My General commentary in this book is here.
Neuromancer by William Gibson has proven to be both a prophetic and influential work. While Gibson inevitably got some things wrong, (he completely missed wireless technology) he got so much right. The depiction of the Matrix anticipated the Internet. This alone gives this book special distinction. On the cultural end, this novel predicted that people involved with digital technology would earn social approval within popular culture, or in more common terms, it predicted that digital technology and those who were skilled at manipulating it could be considered “cool.” In the mid 1980s, this seemed like such an unusual concept. I remember thinking this the first time that I read this book. Today, so much technology is considered “trendy.” Video games and the people who play them are often seen as hip and cool. Other groups, such as hackers and online social groups, are often romanticized. Gibson’s prediction that tech culture would become socially popular may have turned out to be the most prescient aspect of this work. The question arises: How much of this did Gibson predict versus how much did Gibson’s vision of the future actually shaped what is now a kind of “Techno –Cool?” From its initial publication, this book has been popular with young people and people interested and involved with technology. By influencing these people, Gibson may have actually helped to create this new kind of “cool.”

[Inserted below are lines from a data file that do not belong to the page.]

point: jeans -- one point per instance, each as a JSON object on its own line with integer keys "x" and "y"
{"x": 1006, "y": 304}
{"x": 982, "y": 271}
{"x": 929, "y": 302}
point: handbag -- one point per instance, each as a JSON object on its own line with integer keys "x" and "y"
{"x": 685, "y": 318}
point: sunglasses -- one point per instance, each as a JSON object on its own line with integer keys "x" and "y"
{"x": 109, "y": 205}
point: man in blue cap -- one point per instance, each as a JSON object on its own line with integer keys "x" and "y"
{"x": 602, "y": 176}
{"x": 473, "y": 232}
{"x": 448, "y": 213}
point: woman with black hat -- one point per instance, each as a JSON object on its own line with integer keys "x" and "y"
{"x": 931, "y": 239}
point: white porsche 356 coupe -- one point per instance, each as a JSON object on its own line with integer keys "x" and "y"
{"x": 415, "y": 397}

This was one of the first, perhaps the very first, books of the “cyberpunk” genre. As such, it has had an enormous impact on science fiction that has come since. Gibson painted a picture of a dark world that was dominated by digital technology as well as powerful and malevolent corporations, and one that was full of hip and colorful characters. I have read few other cyberpunk books, and although I am sure that there are some that are some very good ones out there, the books that I have read seemed to be pale imitations of this novel.
The character of Molly seems to be a template for so many characters that came after. These days, science fiction and young adult books, as well as films, often depict assertive female characters who are physically attractive, technically competent and also exhibit fighting prowess These characters are often depicted as cool and trendy. Molly is all of these things. To some extent, these female characters have become something of a cliché.

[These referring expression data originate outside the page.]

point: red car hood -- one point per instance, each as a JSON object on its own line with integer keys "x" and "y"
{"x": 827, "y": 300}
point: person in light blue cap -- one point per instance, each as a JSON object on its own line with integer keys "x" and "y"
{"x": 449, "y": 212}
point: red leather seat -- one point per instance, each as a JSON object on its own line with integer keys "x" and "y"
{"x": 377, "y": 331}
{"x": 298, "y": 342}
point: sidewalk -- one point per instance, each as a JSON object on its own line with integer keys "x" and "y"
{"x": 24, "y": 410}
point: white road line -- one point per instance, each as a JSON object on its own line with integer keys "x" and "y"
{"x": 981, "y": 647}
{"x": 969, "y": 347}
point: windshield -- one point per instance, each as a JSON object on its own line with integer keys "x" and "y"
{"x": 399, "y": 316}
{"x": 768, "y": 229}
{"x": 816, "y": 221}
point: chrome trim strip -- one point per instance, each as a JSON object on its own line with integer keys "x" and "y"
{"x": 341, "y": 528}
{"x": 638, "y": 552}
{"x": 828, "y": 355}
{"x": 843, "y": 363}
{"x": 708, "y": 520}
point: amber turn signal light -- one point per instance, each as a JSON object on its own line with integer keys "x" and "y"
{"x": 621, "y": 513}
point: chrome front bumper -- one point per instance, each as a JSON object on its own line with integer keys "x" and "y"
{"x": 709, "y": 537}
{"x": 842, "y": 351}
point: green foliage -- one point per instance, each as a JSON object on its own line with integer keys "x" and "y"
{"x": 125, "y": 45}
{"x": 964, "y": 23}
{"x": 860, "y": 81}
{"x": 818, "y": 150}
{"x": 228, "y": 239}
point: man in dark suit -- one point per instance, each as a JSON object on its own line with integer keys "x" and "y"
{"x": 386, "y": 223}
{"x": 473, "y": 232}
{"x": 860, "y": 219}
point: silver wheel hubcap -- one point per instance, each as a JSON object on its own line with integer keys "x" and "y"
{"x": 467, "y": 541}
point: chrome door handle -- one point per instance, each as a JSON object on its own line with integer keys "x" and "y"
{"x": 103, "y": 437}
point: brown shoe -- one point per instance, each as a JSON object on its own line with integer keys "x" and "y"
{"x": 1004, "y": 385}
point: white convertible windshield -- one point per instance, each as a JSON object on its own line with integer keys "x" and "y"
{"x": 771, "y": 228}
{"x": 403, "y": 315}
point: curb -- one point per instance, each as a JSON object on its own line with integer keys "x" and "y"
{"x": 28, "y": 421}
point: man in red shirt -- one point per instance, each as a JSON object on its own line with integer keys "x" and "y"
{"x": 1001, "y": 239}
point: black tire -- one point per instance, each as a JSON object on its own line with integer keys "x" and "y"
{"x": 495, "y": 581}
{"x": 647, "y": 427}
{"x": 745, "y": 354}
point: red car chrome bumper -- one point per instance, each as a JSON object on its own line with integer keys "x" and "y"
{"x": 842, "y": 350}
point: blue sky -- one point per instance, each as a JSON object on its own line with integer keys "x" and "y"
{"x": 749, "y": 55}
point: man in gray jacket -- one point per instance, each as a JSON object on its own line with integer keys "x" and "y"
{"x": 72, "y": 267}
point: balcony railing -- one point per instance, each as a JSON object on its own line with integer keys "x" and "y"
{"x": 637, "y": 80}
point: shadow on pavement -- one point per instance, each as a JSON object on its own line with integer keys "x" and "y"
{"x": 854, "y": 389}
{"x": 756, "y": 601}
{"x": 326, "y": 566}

These attributes are on display in Molly’s first meeting with Case. It involves her taking him by force.
“My name’s Molly. I’m collecting you for the man I work for. Just wants to talk, is all. Nobody wants to hurt you.” “That’s good.” “ ’Cept I do hurt people sometimes,. I guess it’s just the way I’m wired.” She wore tight black gloveleather jeans and a bulky black jacket cut from some matte fabric that seemed to absorb light. “If I put this dartgun away, will you be easy, Case? You look like you like to take stupid chances.” “Hey, I’m very easy. I’m a pushover, no problem.” “That’s fine, man…Because you try to fuck around with me, you’ll be taking one of the stupidest chances of your whole life.” She held out her hands, palms up, the white fingers slightly spread, and with a barely audible click, ten double-edged, four centimeter scalpel blades slid from their housings beneath the burgundy nails. She smiled. The blades slowly withdrew.”
Molly is not as sanitized or toned down as many of her imitations are. She shows more than just physical prowess. She is a trained killer. Her violence is not always directed at malicious characters. Though she has a code of ethics, her morality is questionable at best. It seems few books dare to take their protagonist as far as Gibson went with Molly.
Later, Case observes Molly going on the attack,
“The right attitude; it was something he could sense, something he could have seen in the posture of another cowboy leaning into a deck, fingers flying across the board. She had it: the thing, the moves. And she’d pulled it all together for her entrance. Pulled it together around the pain in her leg and marched down 3Jane’s stairs like she owned the place, elbow of her gun arm at her hip, forearm up, wrist relaxed, swaying the muzzle of the fletcher with the studied nonchalance of a Regency duelist. It was a performance. It was like the culmination of a lifetime’s observation of martial arts tapes, cheap ones, the kind Case had grown up on. For a few seconds, he knew, she was every bad-ass hero, Sony Mao in the old Shaw videos, Mickey Chiba, the whole lineage back to Lee and Eastwood. She was walking it the way she talked it. “
The above passages paint a picture of “cool and tough” action. Yet, the text seems to question from where these images and ideas originated. Are we just glorifying something we learned from television, films and fictional characters? What impact do books and films have on our psyches? This passage highlights some of the complexities of this book and of Molly’s character. It is not just a futuristic action story about “bad-ass” characters. Gibson questions the origin and the validity of these concepts.
As I noted in my original post, I first read this book shortly after it was first published. At the time, it seemed original but in some ways also unusual. Rereading it now, when many of its concepts have become commonplace in both fiction and in real life, it is an enlightening experience. This book has held up very well over the years. It is still very much worth the read.